Photo: Chris Granger
Macquet's cooking seems more highly personalized now, meant for a crowd who come here not to get away from the Creole dishes they already love but to taste them in fresh, new incarnations. Indeed, Macquet seems to be embracing the spirit of the city's cuisine like never before, and blending it with his own. Case in point: He pan-fries Gulf drumfish and serves it crisp and moist, with a finely textured risotto made from local corn and mirliton (also known as chayote squash); it's bright with lime and grapefruit and a Scotch bonnet chile mojo sauce. Nothing in that dish strays far from Creole-Caribbean traditions, but the combination is wholly surprising and wholly Macquet's.
Macquet is French, and growing up in Mauritius he absorbed a local food culture built on tropical ingredients and spices used there—ginger, cinnamon, star anise, mace, nutmeg.

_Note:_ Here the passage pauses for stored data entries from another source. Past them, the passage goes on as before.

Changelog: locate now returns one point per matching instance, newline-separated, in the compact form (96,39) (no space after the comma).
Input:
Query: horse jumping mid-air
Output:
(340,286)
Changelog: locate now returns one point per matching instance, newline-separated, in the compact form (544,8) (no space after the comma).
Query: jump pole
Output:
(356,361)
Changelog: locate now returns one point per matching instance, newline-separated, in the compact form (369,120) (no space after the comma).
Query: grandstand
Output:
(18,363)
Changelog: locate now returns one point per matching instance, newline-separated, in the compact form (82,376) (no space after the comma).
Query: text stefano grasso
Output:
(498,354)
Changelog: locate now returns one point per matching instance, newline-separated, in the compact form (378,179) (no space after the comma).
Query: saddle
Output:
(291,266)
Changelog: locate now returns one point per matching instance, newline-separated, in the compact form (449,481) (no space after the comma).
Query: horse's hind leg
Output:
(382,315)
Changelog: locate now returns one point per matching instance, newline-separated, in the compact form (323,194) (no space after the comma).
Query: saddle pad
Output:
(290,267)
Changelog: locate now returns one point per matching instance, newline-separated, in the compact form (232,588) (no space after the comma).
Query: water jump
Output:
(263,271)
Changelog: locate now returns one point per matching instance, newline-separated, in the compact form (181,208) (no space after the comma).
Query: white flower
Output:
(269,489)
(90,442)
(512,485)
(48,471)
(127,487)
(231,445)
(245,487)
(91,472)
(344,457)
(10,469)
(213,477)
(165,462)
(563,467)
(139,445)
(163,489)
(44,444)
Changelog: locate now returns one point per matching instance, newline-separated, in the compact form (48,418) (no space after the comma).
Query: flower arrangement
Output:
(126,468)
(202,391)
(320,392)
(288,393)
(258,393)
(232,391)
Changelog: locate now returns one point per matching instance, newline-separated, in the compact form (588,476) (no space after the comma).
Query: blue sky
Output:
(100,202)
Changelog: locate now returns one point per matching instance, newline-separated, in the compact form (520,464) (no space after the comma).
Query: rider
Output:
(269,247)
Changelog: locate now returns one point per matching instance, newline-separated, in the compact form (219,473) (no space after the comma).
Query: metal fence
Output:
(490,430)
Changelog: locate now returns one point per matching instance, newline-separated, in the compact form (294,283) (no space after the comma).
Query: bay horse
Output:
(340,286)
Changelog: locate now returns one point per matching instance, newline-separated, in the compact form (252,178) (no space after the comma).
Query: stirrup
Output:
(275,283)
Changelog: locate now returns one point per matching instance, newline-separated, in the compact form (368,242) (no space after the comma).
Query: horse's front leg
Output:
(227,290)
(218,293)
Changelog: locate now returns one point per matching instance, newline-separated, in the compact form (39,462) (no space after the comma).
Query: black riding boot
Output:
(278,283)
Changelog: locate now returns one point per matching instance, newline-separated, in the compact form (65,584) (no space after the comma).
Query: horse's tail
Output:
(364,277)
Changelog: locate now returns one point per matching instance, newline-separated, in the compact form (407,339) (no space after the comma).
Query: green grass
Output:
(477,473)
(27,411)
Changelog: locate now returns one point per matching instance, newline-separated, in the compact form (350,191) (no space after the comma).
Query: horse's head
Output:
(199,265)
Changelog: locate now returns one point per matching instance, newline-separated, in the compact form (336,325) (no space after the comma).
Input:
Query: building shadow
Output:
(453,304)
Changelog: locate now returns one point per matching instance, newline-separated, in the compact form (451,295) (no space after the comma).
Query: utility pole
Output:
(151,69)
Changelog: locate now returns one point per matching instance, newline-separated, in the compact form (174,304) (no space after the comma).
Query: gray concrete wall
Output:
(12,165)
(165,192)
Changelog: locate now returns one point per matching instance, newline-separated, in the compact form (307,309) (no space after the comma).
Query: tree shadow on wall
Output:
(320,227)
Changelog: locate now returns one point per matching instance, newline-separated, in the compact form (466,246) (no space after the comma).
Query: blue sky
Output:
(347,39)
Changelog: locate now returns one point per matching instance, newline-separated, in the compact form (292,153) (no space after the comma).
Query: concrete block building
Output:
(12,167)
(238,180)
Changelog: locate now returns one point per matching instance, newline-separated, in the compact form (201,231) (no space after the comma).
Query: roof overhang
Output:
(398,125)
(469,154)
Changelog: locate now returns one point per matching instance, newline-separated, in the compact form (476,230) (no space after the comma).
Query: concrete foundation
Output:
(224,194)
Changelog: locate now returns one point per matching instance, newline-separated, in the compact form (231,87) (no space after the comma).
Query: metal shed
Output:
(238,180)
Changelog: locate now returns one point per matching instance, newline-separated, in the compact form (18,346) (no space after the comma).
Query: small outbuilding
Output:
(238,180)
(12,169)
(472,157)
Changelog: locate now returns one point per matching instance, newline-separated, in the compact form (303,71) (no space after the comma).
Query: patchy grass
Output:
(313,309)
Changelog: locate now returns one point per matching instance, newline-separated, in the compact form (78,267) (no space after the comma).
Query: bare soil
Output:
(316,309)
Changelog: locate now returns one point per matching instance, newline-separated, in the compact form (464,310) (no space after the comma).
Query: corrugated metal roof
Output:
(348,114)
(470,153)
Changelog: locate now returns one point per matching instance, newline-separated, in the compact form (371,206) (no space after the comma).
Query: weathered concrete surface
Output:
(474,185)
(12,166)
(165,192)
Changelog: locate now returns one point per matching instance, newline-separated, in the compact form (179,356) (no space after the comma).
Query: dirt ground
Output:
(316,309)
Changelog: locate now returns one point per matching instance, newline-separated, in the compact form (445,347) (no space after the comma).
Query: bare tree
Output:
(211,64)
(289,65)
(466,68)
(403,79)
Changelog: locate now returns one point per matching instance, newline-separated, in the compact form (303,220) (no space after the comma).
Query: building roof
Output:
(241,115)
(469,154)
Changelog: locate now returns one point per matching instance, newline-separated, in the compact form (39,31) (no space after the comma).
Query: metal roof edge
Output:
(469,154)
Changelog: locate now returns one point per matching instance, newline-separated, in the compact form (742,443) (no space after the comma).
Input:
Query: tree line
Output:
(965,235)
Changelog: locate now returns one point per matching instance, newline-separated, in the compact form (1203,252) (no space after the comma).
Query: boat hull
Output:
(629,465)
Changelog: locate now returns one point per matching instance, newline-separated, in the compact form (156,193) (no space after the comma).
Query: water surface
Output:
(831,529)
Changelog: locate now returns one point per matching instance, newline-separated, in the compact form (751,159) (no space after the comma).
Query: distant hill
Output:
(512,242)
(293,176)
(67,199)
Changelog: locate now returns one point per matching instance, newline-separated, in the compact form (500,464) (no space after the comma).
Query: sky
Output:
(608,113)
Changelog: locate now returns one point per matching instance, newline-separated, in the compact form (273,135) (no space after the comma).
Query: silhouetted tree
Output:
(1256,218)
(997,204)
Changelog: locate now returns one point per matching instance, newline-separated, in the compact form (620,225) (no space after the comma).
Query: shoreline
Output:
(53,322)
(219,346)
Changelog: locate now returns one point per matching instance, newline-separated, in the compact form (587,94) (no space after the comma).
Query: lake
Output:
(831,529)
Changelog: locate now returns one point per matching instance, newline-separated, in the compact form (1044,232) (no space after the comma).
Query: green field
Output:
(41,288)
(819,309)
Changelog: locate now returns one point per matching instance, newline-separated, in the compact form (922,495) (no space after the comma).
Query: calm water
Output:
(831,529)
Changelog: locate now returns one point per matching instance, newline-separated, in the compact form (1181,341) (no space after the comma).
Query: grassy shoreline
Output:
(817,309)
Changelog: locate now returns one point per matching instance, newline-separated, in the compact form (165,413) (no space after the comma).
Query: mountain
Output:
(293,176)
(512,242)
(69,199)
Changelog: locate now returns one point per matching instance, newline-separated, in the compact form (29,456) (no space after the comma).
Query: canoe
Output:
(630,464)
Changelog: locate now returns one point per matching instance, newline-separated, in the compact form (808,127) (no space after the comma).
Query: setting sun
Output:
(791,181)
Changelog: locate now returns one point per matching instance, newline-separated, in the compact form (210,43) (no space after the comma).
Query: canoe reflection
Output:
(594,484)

His initial move to New Orleans came after culinary wanderings through South Africa (he counts as his proudest moment cooking the first meal taken by Nelson Mandela after his release from prison), Southeast Asia, England, the QE2, and the kitchens of the Four Seasons in Beverly Hills. At Dominique's, Macquet seems to draw on all of these experiences, as well as a deep, abiding love of New Orleans and its terroir.